She loved that her house had filled up with women. She’d for­gotten back when it was just her and Jim how much a roomful of women changed the energy, how much she missed the community of it. She looked around the kitchen. Including herself there were five of them, each at a different stage in life, each carrying some­thing unique. There was too much going on in all their lives at the moment, but she kind of loved it. After decades of linear existence dealing with the dead, she revelled in the chaos. ‘May you live in interesting times’ and all that.

Abi was curled up in a chair at the window, cradling black coffee and stroking Schrödinger. She didn’t eat breakfast. She was fifteen, hated herself and her body, plus she was in shock about the horrible crap of her mum and granddad. She hadn’t blamed Dorothy for not telling her what she knew, but they were meeting Abi’s mum later to have things out.

Indy and Hannah were at the kitchen table with bowls of granola, buzzing about last night. They had their phones out, checking news sites and social media. There had been several sightings of a big cat around Bruntsfield, Marchmont, Greenhill and The Grange. Hannah had already explained there’s no such thing as a black panther, that’s a generic term not a distinct species. She was apparently an expert having googled for five minutes. She and Indy reckoned it was a jaguar, usually found in South America, although no one had a clue where this one had come from. They weren’t missing a jaguar from the zoo, that was the first thing anyone checked. Hannah and Indy had nicknamed it Whiskers and presumed it was female. Dorothy saw Einstein under the table curled up at Hannah’s feet. He’d stayed close to her since last night.

Dorothy walked over to Jenny at the whiteboards covered in cases and funerals, mysteries waiting to be solved and lives waiting for a final resolution.

‘It’s good to be busy, huh?’ Jenny said.

Dorothy touched Jenny’s back. She wanted to be reassuring, give her daughter a hug, but there was a distance between them, that little girl she’d chased around this kitchen and played with in the park was gone, replaced by a middle-aged woman with scars and darkness. One of the main reasons was on the board, ‘Craig’. Beneath his name were three more, ‘Charlotte Cross’, ‘Karl Meyer’ and ‘Seb Anster’.

Dorothy tapped the board, thought about the hundreds of names written up here over the years, all dead and gone, the good and bad and in between.

‘Three of Craig’s ex-clients,’ Jenny said, looking at her mum’s finger. ‘Fiona reckons they liked him enough to help him.’

‘Is that where we are with him?’ Dorothy said.

‘Your boyfriend didn’t come up with much.’  

‘That’s not fair.’ Was Thomas her boyfriend? It was the wrong word for a man in his fifties. He was fifteen years younger than her so technically he was a toyboy, but that hardly fit either. ‘He’s doing all he can.’
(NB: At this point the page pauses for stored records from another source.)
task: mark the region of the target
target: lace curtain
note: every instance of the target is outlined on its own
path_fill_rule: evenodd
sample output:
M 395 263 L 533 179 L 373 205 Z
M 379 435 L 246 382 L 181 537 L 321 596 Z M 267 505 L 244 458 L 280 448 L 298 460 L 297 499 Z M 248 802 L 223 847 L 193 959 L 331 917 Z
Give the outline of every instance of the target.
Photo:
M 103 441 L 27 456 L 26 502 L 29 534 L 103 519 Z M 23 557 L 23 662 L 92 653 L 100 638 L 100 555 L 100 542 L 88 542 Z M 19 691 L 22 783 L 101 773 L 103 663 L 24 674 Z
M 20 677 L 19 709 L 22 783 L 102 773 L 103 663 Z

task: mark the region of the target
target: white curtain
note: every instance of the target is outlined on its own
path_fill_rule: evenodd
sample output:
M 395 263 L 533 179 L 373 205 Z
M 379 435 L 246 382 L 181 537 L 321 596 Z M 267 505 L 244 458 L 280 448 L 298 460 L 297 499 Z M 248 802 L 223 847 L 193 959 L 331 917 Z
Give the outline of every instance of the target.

Jenny nodded. ‘I know. But if I’ve learned one thing with Craig and his bullshit, it’s that the police are never enough. They inves­tigate, check forensics, find evidence, solve crimes. Sometimes. When they have manpower and funding. But they can’t deal with this shit and Craig knows that. This is personal. Fiona and I have to find him ourselves.’

‘I wish you didn’t feel that way,’ Dorothy said, touching Jenny’s arm. ‘But to be honest, I understand.’
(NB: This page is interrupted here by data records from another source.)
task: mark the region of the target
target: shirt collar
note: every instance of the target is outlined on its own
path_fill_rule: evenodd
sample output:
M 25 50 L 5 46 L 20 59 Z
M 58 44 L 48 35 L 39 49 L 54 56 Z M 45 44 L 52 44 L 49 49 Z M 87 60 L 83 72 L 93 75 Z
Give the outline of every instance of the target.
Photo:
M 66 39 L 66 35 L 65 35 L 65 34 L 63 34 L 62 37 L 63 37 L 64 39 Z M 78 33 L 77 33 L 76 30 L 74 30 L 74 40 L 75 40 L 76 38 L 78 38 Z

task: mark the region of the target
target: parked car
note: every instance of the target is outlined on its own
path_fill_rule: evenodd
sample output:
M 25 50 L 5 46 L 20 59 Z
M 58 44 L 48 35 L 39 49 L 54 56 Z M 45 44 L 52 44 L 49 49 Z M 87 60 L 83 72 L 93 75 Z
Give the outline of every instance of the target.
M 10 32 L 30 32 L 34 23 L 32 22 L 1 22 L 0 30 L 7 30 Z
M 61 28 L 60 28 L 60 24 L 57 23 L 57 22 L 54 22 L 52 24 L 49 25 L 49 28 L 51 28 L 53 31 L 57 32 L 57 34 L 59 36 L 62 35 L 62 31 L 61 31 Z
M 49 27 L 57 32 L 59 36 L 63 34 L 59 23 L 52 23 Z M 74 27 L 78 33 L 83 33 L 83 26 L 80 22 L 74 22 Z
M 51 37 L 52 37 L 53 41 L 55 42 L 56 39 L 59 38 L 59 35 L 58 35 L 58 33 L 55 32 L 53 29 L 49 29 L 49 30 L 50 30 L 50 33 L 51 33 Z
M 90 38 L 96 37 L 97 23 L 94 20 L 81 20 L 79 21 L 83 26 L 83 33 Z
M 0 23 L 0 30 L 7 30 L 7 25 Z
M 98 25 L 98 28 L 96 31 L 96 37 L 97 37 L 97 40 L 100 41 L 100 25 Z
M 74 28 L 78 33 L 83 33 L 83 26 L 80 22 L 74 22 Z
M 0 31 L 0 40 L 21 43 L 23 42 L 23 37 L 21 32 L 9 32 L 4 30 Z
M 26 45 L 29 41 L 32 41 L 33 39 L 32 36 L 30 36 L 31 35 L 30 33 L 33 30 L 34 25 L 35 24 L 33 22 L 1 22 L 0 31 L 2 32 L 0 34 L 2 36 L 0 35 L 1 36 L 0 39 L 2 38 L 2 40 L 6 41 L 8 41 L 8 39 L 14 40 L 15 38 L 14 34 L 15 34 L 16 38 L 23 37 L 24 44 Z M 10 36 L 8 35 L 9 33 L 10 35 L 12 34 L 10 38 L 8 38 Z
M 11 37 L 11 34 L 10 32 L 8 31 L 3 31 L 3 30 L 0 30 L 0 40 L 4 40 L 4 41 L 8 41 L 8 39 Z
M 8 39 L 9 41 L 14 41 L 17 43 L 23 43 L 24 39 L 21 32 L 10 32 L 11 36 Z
Jenny looked surprised. ‘I presumed you would try to talk me out of it.’

Dorothy was scared for Jenny, and for Hannah too. But she’d spent her life telling Jenny to watch out, take care. Jenny was forty-six, this wasn’t a scraped knee in the park or a broken heart in the playground or cleaning up drunken vomit in the bathroom after the school dance. Jenny would make her own mistakes and chase her ex-husband if she wanted.

Jenny tapped Charlotte’s name on the board. ‘We’re meeting her later.’

Elsewhere on the P.I. board was ‘José Ramírez’ in Hannah’s writing and ‘Vanessa Chalmers’ in Jenny’s. Mysteries landing in their laps. But it was more than work. Dorothy was spiritual not religious, but she hated the get-out clause of ‘everything happens for a reason’, or the Scots version she learned from Jim, ‘whit’s fur ye’ll no go by ye’. That was fatalistic bullcrap. She believed in the randomness of the universe, but she also believed they had a duty of care, they had a special place in this city to help people when they were most in need, whatever form that took. She would help where she could with Hannah’s and Jenny’s cases. They needed each other, even if it was hard to put that into words.

She looked at the whiteboard where she’d written ‘The Foot’. She assumed it was connected to the panther of course. But where did Whiskers come from? Where had she found a foot and whose foot was it? Dorothy was on her way to the morgue later to talk to her friend Graham about it.

She looked again round the kitchen, felt energy pass through her like the neutrinos Hannah told her about, ghost particles that barely interact with the world. But she wanted to interact with the world, wanted to make a difference. She wanted to matter.